Yes: that has definitely been my tried and not-so-true strategy for meeting my needs… in large part because I didn’t trust others to be able to meet them if I made clear requests. Yes/and, a more honest statement: because I had a hard time tolerating the vulnerability of acknowledging my own needs, and then making the requests (asking, in order that I might receive).
But that still leaves me the responsibility to accept these offerings: to allow myself to be seen, centered, held, chosen, and celebrated. This is why Betty Martin calls it “accepting”: we have to let the gifts land. We have to feel them. This is where I still struggle the most: I can hear the compliment, but can I let it land? I can read the birthday card, but can I allow the words to touch me? Can I allow myself to experience the pleasure of receiving? This is what Betty Martin calls the “pleasure ceiling.” She explains:
Your pleasure ceiling is the point just behind which lies your shame, guilt, tenderness, gratitude, and your tears. You are going to hit that. Everyone has one.
This concept is called “positive affect tolerance.” Kim Tallbear defines it simply as:
Learning how to be with yourself when you're happy.
I take solace and inspiration in how easily my children revel in their joy and pleasure: it reminds me that receiving is our natural state. That it is only the crushing weight of systems of oppression that rob us of our pleasure, and our right to receive. And therefore that we can re-cultivate that capacity that has been stolen from us.
We all run into the pleasure ceiling for different reasons. For me the hardest thing about receiving is trusting that the giver is acting from a place of full desire and/or willingness. I have had the repeated experience in my life of people self-abandoning to attempt to meet my needs: because of patriarchy, because of white supremacy, because of the myriad ways that we are all socialized not to stand in our truths or trust ourselves. So when a gift is offered to me, I have to look closely at the giver: are they giving from a grounded place? Is their bucket full, or will this act deplete them? I don’t want to be sacrificed for: I want to be given to.

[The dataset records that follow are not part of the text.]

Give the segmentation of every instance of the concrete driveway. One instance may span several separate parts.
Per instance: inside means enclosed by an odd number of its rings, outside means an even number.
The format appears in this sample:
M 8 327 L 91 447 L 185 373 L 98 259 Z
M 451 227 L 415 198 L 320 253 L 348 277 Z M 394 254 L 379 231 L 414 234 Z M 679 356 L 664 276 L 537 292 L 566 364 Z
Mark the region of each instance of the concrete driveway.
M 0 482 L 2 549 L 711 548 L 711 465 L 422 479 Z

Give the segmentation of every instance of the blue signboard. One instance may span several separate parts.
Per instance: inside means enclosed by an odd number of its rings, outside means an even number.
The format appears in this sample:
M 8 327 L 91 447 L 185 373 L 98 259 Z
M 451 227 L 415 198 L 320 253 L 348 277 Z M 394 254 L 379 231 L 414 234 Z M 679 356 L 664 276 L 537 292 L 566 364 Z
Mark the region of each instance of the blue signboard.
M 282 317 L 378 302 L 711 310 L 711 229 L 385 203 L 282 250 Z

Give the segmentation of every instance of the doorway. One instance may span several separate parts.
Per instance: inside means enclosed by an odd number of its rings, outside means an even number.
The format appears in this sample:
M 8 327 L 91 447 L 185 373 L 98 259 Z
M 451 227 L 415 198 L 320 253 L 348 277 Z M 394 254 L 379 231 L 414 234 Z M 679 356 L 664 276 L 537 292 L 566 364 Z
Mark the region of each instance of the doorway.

For me this is part of the gift: for me not to have to extend that care, to relax my hypervigilance long enough to allow a (temporary!) one-way flow of care… taking place inside a container of interdependence, mutual care, and consent. I will be practicing this week!
Let me close here. Thanks for listening (for holding space!) in this forum. I’m curious what resonates for you, what challenges you experience, and what resources you’ve found most helpful in your own work (re)learning how “to receive.” If you want to deepen into these inquiries and build belonging in a small group space, please consider a gift subscription to this newsletter (more practice for me to receive! 😬) and join our gathering on June 13th.
In community,
Brian
Hi Brian, I don't read each publication, but certainly I look forward to receiving them all! I recently quoted a segment of your intro on my newsletter, and in my own inner work of late + conversations with my partner point to many of the same topics and subtopics you discuss here. The resonance is very real. I have left this tab for this particular publication open for weeks and weeks, and TODAY is the day I finally read it. It is so timely following a difficult and necessary conversation with my partner on what she's realized through the "Expand The Box" training series. Anyway, thank YOU. Your words, thoughts, references, all of it - they have gotten me to be positively pensive state, and they heal.
I really relate to this and appreciate you articulating the thoughts that lie behind the feelings. This morning, I was thinking about if I can actually sacrifice all of these stories and cultural narratives to the aether. I immediately felt a lot lighter in my body. I'm aspiring to no longer identify with "outcast" or the unattended to "giver" so I can just live in a more dignified mode of accepting that people like my presence, simple as that.